Fellows was baffled. He found himself coming up against one blank wall after another. “Then I’ll have to ask you where you were and what you were doing last weekend.”
The girl licked her unrouged lips. She was nervous, but whether it was because she was lying or because she was being questioned by a policeman he couldn’t be sure. “I went to New York,” she said. “I spent the weekend with my sister and her husband.”
“When did you go and when did you come back?”
She hesitated and stared beyond Fellows through the window. “I went down Friday night and came back Sunday night.”
“And the week before—the whole week?”
“I was here. I’m always here.” She leaned forward. “What’s happened? What’s the matter?”
“You deny ever having known a man by the name of John Campbell? Tall, medium slender, dark hair, middle thirties?”
“I do.”
“Your name,” the chief said, “and your address, Miss Sherman, were found written on a pad in a house rented to a John Campbell at 2 Highland Road in Stockford, which is twelve miles north of Stamford.”
“I don’t know how it could have got there.”
Fellows leaned forward. “I don’t think Mr. Campbell found it in a crystal ball, Miss Sherman. This is a serious matter. I warn you you’d better be telling the truth.”
She said very evenly, “Why should I lie?”
“There are several reasons why you might. But, assuming you’re telling the truth, please think carefully. Have you recently, say within the last month, met any man, never mind what his name was, who fits the description I just gave you?”
She did think, or she pretended to, but only for a couple of seconds. “I keep house for my father,” she said with a trace of bitterness. “How would I get to meet any man?”
“You haven’t met any men in the past month?”
“I haven’t met any men in the past year.”
Fellows sighed and stood up. “I’m going to have to check with your sister, Miss Sherman. You want to write out her name and address?”
“What do you have to check for? What’s happened?”
“I’m sorry. I’m not at liberty to talk about it. May I have your sister’s name and address please?”
“Yes, certainly.” She hunted through a table drawer for paper and pencil saying, “You’ll find I was there, don’t worry.” She scribbled rapidly, tore off the sheet, and handed it to him a bit peremptorily.
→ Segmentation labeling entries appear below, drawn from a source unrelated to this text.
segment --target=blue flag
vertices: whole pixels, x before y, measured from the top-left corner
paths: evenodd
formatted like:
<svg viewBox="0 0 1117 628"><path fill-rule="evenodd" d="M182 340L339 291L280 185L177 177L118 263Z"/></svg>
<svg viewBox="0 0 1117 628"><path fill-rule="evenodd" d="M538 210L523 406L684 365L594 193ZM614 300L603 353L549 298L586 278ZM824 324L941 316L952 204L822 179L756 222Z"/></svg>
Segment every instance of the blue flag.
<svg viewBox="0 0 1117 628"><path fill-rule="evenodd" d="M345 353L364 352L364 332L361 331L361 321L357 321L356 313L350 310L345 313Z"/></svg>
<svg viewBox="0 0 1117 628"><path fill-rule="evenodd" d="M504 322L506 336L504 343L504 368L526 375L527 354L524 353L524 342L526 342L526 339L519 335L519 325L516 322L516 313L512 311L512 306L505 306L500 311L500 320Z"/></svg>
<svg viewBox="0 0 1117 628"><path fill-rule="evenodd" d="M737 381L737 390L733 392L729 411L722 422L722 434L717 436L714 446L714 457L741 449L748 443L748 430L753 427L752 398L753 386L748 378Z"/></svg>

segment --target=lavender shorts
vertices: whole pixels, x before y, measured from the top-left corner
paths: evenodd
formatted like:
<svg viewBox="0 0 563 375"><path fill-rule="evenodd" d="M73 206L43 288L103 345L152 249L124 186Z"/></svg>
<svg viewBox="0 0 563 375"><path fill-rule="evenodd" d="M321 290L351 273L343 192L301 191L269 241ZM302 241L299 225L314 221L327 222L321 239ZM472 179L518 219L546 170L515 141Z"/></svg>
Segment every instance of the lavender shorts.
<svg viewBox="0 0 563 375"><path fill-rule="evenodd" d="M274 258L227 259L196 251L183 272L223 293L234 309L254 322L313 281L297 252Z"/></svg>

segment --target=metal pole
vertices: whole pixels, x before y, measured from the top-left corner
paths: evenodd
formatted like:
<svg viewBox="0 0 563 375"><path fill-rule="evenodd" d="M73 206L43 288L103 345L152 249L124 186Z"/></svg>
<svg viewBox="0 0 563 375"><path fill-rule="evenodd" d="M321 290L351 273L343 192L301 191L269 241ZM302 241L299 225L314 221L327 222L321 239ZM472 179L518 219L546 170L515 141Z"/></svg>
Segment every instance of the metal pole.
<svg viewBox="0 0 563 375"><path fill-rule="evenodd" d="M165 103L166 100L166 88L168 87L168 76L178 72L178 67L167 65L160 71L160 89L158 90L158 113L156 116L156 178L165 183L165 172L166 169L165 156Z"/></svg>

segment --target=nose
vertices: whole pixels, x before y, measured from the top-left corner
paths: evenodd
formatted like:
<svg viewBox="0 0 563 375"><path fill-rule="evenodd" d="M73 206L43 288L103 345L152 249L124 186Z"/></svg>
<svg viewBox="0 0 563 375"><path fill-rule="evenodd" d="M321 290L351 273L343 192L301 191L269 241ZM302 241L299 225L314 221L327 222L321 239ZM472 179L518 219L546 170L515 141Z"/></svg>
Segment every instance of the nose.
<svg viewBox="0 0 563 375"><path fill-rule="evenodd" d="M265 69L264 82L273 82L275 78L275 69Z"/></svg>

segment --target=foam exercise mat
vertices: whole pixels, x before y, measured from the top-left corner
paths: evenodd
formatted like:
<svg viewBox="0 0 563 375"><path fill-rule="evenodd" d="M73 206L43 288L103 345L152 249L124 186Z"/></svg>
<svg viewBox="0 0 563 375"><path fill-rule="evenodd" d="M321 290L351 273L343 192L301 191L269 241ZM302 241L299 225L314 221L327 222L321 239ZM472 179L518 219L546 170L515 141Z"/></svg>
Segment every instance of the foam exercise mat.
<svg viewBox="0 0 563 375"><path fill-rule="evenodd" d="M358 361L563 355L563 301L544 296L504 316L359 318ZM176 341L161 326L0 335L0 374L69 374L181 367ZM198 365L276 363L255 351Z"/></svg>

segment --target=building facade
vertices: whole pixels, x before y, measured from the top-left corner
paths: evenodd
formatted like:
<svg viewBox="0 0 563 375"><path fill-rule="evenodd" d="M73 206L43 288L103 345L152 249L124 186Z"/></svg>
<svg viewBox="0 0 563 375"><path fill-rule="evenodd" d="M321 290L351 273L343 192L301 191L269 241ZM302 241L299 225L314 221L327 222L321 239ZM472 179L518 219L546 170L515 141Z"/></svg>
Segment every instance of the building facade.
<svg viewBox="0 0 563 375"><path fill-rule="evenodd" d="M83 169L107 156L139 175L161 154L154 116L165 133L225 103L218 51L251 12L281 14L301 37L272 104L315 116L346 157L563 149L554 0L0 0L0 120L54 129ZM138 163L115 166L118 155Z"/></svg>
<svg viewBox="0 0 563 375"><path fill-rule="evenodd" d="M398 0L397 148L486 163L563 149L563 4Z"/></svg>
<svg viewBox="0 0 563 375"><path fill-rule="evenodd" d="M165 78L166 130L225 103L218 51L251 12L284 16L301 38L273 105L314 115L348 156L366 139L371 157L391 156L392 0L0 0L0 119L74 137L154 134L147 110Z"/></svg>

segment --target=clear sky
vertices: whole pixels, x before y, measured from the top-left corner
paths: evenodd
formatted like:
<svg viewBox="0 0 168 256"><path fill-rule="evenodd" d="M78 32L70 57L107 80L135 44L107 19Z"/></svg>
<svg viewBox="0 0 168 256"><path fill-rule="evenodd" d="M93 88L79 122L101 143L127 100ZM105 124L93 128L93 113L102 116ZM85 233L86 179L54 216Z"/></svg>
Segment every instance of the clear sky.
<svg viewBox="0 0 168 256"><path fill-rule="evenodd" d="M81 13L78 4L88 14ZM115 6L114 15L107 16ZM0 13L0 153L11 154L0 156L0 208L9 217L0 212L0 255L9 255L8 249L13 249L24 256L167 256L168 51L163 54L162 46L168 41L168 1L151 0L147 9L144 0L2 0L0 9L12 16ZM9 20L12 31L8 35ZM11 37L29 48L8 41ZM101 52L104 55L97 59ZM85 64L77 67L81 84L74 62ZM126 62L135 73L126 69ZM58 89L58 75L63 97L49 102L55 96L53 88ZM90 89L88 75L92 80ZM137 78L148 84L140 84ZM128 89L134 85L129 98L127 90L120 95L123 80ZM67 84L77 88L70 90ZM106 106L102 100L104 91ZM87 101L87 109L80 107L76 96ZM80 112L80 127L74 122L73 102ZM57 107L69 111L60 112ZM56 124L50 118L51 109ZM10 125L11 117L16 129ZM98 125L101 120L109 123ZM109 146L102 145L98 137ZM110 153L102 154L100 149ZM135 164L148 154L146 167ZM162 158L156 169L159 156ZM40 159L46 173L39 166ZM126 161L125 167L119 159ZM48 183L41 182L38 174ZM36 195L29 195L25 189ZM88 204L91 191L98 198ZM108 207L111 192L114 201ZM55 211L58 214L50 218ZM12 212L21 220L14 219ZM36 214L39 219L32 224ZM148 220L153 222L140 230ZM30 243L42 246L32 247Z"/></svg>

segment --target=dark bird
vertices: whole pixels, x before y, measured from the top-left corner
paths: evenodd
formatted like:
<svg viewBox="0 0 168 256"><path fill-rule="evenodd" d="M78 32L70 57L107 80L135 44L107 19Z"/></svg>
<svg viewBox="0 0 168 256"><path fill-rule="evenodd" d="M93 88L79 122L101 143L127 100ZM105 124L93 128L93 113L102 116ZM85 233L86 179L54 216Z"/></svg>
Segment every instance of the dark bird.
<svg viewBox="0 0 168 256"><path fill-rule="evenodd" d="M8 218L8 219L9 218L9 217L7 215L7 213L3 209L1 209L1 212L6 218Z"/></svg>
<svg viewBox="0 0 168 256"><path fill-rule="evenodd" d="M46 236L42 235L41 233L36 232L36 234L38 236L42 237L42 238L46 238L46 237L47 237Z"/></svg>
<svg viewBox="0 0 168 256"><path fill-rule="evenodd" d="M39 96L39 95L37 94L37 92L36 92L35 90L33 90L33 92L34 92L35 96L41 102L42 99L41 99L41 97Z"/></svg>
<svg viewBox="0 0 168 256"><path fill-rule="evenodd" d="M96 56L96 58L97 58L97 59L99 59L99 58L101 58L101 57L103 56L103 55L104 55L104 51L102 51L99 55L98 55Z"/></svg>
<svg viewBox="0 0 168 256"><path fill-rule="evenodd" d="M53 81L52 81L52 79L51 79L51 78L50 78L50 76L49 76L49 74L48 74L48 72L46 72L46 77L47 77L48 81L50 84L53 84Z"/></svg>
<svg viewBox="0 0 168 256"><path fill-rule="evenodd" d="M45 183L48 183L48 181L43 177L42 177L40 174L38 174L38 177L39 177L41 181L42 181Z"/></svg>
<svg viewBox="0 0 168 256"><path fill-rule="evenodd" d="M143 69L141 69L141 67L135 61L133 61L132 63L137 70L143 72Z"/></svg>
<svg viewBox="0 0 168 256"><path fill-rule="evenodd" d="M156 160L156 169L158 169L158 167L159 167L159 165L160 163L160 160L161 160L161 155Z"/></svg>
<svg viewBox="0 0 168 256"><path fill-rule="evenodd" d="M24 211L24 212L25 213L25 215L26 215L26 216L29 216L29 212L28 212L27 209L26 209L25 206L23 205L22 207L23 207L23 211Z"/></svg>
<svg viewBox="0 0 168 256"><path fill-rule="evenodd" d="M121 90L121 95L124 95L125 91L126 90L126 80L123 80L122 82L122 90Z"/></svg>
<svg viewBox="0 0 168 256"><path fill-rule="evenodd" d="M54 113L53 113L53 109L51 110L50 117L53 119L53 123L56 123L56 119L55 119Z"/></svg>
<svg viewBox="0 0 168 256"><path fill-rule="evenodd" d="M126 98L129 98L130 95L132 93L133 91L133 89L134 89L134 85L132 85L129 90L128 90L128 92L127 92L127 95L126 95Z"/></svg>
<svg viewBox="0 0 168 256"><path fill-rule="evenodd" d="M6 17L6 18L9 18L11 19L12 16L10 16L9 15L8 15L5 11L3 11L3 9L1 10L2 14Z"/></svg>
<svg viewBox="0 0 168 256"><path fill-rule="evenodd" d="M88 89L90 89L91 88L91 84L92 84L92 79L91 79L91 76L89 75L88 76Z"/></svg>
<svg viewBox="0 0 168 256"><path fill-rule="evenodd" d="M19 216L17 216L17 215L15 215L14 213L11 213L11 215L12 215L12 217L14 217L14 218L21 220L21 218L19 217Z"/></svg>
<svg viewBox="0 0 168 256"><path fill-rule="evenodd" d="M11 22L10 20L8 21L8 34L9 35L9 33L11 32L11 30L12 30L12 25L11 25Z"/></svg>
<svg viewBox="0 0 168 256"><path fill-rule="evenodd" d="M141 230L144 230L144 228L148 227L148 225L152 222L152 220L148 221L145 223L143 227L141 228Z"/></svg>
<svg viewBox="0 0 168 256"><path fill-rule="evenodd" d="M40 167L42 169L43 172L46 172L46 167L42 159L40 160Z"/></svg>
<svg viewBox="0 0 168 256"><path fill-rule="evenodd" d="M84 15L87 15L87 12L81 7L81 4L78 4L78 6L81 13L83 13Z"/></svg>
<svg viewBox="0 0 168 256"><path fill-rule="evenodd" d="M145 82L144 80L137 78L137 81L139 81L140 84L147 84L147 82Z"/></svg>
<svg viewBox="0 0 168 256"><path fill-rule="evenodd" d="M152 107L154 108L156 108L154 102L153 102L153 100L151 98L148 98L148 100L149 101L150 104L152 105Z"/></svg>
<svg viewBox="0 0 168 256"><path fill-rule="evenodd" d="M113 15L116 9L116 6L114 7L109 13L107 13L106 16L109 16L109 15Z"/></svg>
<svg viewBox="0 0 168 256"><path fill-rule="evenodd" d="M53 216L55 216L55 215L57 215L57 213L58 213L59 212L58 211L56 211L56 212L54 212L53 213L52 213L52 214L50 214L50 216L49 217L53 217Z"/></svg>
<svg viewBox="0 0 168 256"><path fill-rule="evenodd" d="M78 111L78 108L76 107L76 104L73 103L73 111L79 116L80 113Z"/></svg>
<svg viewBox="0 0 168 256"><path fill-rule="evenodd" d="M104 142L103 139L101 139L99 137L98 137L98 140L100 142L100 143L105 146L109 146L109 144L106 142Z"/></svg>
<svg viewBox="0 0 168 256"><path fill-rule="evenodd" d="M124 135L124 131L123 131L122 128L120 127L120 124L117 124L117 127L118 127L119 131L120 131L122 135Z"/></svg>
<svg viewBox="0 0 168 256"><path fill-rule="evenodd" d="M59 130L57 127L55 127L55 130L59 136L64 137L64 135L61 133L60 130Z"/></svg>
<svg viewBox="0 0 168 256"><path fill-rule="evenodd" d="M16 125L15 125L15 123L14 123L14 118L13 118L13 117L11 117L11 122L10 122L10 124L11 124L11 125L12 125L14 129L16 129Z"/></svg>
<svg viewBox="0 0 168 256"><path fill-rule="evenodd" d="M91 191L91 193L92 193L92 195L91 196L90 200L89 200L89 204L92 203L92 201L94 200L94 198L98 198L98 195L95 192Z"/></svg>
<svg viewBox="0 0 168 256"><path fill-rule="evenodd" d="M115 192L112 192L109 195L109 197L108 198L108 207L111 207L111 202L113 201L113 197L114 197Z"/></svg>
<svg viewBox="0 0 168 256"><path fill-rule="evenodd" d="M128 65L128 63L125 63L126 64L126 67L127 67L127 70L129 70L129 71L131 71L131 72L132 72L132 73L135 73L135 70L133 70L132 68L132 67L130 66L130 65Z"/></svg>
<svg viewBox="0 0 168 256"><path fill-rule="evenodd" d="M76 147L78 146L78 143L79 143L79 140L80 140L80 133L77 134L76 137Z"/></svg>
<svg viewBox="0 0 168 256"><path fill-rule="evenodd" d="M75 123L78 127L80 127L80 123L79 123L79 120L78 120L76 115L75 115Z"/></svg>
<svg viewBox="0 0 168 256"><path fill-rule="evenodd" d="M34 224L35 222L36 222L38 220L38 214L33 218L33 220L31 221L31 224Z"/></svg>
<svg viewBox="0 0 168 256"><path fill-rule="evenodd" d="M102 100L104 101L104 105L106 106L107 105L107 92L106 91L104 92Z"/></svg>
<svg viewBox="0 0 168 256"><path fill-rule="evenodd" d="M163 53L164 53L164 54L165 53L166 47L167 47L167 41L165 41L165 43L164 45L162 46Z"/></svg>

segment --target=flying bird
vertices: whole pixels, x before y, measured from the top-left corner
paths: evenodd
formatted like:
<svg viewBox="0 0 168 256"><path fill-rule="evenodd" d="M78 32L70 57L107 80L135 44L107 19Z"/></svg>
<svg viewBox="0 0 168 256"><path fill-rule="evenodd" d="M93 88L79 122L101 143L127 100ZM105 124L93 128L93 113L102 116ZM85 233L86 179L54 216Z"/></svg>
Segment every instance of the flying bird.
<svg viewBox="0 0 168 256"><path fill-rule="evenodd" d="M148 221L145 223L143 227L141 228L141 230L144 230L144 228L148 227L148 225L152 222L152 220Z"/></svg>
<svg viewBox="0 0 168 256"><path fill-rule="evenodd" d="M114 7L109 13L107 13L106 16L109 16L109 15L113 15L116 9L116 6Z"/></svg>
She expected him to thank her and leave, but instead he studied the name and address carefully, then reached for his wallet and produced a faintly blued slip of paper with light blue writing and matched it alongside. He said, “Miss Sherman, this is just a guess, but I’d be glad to back it with a small wager that handwriting experts will be willing to get up in court and swear that these two samples were both written by the same hand.”
Miss Sherman went white. “What two samples?” she whispered. “What’s that other piece of writing?”
“Your name and address. The paper we found in Mr. Campbell’s house.”
The girl staggered slightly and clutched her throat saying, “Oh no,” as she sank back into her chair. She sat motionless staring at nothing, and the chief carefully replaced both papers and put his wallet away. Finally he said, “You want to tell me about it Miss Sherman?”
She stirred. “No. There’s nothing to tell.”
Fellows made a face. He said, “Miss, either you tell me about it now, or I call the Bridgeport police and take you in. It’s as simple as that. Where’d you meet Campbell?”
She started to cry a little. “On the train.”
“When you went to New York?”
She nodded and fumbled for a handkerchief she didn’t have. Fellows gave her his, and said, “Now don’t be upset.